Only once we did this (which was thankfully in the shade at the time), we were delighted at the view of Double O Arch that we attained. Now it was worth the trouble of getting here!
Fully satisfied, we then made our way back to the car park in the now pretty intense desert heat.
At one point on the slickrock terrain, we somehow lost the trail. We knew we were probably ruining cryobiotic dust as we were trying to figure out where the real trail was. And it wasn’t until we noticed some people walking confidently in one direction in the distance did we know exactly where we should be heading.
Whew, that was close!
Finally at around 2pm, we made it back to the car park. At this point, everyone was a little tired and wanted to return to Moab to clean up and perhaps take a little siesta. But before we did that, we made one quick detour back to the Windows section to see Double Arch in better lighting.
With everyone not in the mood to do much more hiking, we were content to take photos from the parking lot there. However, we didn’t bother going any closer. We also didn’t entertain going into the Fiery Furnace as well. So it wasn’t much longer when we headed back to Moab and returned to our accommodation.
While we were trying to cool off and wait out the intense heat of the day, I was busy taking a shower to clean off all the DEET (for deerflies) and sunscreen off my body. However, I was having some pretty non-stop nosebleeds in the shower, and I was starting to get a little worried about this.
It wasn’t until I got out of the shower with my nose plugged up with cotton did the nosebleeds mercifully stop. Perhaps I was a little dehydrated so I made sure to drink up plenty of water during our down time.
At around 5pm, we headed back to Arches National Park. It was now time for the main highlight of the day which was the opportunity to see Delicate Arch at sunset.
The hike was around 1.75 miles each way, and it was uphill. But at least it wasn’t as crazy hot as it was earlier in the day.
After some pretty uneventful hiking (which included a very distant view of Delicate Arch early on in the hike), the trail got a little rougher as we were pretty much climbing on non-stop slickrock terrain. But it was also at this point that we noticed a small natural arch as we were sensing that we were getting real close to the end.
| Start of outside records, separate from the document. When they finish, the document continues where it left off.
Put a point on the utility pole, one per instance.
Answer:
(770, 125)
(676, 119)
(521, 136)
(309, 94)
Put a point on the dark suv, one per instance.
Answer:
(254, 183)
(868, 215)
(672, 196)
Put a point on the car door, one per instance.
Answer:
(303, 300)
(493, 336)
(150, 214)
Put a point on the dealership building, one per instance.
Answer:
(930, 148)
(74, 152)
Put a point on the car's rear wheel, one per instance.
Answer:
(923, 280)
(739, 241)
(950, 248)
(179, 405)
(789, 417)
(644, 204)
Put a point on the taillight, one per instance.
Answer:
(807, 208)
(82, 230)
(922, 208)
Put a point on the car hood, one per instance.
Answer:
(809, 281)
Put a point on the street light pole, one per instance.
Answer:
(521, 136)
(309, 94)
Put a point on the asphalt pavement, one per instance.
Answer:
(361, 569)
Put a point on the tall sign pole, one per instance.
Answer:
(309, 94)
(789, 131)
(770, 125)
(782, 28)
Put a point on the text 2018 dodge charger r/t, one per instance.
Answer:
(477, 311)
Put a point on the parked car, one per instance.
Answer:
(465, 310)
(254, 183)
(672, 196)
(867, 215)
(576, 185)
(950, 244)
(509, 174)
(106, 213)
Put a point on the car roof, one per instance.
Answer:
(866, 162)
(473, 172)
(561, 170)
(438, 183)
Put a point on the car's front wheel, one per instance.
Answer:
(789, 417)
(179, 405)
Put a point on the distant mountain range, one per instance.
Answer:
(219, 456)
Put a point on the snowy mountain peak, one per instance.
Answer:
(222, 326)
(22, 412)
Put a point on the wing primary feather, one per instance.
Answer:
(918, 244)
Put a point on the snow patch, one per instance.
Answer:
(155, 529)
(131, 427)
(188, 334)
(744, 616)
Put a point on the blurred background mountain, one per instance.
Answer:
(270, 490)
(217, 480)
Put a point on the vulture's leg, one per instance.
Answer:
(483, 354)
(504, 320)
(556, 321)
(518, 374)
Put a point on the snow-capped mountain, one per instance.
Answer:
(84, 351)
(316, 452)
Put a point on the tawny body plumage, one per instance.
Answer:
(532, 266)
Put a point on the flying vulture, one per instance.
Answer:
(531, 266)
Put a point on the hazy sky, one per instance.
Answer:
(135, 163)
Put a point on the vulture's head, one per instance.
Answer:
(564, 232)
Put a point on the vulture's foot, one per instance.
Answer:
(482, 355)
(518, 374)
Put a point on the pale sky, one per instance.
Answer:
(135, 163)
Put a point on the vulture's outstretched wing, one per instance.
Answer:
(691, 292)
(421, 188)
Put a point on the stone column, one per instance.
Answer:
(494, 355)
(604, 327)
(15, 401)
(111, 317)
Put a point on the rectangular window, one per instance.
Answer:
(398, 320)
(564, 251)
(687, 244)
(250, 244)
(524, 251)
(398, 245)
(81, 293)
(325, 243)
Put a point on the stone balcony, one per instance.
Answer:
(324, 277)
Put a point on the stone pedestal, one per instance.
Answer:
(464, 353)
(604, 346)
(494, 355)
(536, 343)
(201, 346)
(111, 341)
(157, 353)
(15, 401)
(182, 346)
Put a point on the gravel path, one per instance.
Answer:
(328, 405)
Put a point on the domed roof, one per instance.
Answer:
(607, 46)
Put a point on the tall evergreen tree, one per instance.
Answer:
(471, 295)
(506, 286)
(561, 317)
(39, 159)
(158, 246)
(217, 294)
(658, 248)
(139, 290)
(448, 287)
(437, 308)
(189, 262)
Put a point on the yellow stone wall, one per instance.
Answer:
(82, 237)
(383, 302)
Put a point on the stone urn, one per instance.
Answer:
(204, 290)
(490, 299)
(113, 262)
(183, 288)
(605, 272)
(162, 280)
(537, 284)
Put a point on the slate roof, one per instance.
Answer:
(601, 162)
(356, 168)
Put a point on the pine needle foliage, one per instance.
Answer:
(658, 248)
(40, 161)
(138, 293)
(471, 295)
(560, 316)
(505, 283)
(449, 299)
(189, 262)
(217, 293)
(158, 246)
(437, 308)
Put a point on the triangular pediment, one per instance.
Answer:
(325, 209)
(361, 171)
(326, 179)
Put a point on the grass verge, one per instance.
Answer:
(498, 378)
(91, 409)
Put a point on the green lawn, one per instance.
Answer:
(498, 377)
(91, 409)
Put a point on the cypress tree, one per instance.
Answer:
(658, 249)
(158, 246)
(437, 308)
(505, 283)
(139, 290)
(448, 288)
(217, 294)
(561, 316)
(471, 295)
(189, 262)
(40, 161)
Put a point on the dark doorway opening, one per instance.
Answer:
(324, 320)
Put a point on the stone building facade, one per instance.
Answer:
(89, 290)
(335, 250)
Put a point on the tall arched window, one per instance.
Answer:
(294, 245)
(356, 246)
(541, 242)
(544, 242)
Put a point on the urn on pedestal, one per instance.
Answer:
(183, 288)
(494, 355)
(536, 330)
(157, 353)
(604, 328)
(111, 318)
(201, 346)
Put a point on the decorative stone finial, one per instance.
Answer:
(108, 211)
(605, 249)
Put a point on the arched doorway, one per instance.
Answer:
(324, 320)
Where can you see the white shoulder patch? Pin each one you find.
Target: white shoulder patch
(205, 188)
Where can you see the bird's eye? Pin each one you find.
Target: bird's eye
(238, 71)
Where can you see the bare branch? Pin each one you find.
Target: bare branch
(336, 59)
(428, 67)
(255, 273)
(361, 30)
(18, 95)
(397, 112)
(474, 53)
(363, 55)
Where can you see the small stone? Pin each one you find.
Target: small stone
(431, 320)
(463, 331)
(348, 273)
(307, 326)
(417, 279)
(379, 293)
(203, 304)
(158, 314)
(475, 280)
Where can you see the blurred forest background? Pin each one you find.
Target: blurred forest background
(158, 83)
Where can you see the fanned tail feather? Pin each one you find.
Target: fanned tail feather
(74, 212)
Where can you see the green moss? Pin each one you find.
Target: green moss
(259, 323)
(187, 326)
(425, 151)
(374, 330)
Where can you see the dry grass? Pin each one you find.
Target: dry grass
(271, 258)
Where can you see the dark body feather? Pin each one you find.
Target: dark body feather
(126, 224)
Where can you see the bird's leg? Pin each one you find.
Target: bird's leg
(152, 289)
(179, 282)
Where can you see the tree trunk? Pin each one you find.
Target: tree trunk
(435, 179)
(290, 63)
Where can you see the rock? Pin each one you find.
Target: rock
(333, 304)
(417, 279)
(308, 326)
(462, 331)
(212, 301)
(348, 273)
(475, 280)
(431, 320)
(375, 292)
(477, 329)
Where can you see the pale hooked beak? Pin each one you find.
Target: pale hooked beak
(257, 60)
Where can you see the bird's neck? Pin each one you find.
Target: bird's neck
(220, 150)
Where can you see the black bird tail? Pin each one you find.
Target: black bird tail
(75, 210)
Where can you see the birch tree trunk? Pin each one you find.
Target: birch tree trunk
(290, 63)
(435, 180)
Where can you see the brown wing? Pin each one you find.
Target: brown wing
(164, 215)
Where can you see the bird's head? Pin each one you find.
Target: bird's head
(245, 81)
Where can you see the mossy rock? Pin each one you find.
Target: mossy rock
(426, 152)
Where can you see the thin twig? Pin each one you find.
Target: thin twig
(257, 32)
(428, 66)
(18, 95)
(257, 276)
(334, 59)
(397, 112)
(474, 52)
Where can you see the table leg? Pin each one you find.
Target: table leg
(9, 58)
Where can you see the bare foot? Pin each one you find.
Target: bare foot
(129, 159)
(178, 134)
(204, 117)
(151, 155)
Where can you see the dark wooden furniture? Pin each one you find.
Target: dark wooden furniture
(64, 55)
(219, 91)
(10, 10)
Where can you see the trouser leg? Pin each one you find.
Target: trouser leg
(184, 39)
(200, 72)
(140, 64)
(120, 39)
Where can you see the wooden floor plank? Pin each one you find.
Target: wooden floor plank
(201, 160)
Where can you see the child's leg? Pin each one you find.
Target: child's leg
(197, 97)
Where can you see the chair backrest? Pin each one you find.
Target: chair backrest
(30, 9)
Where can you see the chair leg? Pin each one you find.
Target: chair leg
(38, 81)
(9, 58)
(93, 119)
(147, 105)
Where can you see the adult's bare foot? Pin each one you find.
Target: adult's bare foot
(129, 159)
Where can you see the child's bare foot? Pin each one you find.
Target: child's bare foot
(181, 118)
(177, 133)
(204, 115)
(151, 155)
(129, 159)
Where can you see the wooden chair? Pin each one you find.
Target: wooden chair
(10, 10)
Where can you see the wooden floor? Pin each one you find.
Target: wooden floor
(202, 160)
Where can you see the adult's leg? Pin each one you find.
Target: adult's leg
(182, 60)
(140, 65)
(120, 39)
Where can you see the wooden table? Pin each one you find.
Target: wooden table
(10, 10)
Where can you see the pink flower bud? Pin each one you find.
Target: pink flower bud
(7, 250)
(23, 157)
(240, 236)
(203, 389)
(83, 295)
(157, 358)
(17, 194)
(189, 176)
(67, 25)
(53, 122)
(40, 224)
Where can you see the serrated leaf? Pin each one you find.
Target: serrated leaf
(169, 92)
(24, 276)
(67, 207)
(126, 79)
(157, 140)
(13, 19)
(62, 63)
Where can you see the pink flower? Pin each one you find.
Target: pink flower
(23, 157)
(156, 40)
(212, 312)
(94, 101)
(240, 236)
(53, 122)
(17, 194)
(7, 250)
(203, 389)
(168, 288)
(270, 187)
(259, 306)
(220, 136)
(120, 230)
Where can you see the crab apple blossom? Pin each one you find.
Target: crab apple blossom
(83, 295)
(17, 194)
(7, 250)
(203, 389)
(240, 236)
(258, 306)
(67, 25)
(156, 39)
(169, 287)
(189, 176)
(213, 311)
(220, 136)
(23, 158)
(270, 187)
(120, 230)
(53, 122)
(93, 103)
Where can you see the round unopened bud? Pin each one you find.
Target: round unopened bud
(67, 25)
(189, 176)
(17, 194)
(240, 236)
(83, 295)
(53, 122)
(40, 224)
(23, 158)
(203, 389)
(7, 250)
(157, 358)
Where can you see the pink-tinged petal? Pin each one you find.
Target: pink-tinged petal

Just past the small arch, we rounded a corner, and there it was! Delicate Arch!
We were viewing the arch from across a steep bowl. Lots of people were here to take in the spectacle, and I don’t blame them. We did our best to try to capture this memory in photos as the view was indeed colorful and divine.
Some poor soul saw his filter roll down into the bowl and he had to go on a rather roundabout hike down there to retrieve it.
Anyways, when the sunset was over, we quickly made our way back to the parked car in the near darkness. Then, we headed back into Moab where we decided to try out this Chinese place, which was actually surprisingly decent (at least their fried rice was pretty decent) even though it wasn’t terribly authentic.
And with that, we settled into our room pretty tired from the day. It was an adventurous day, where for sure we were seeing arches in our sleep!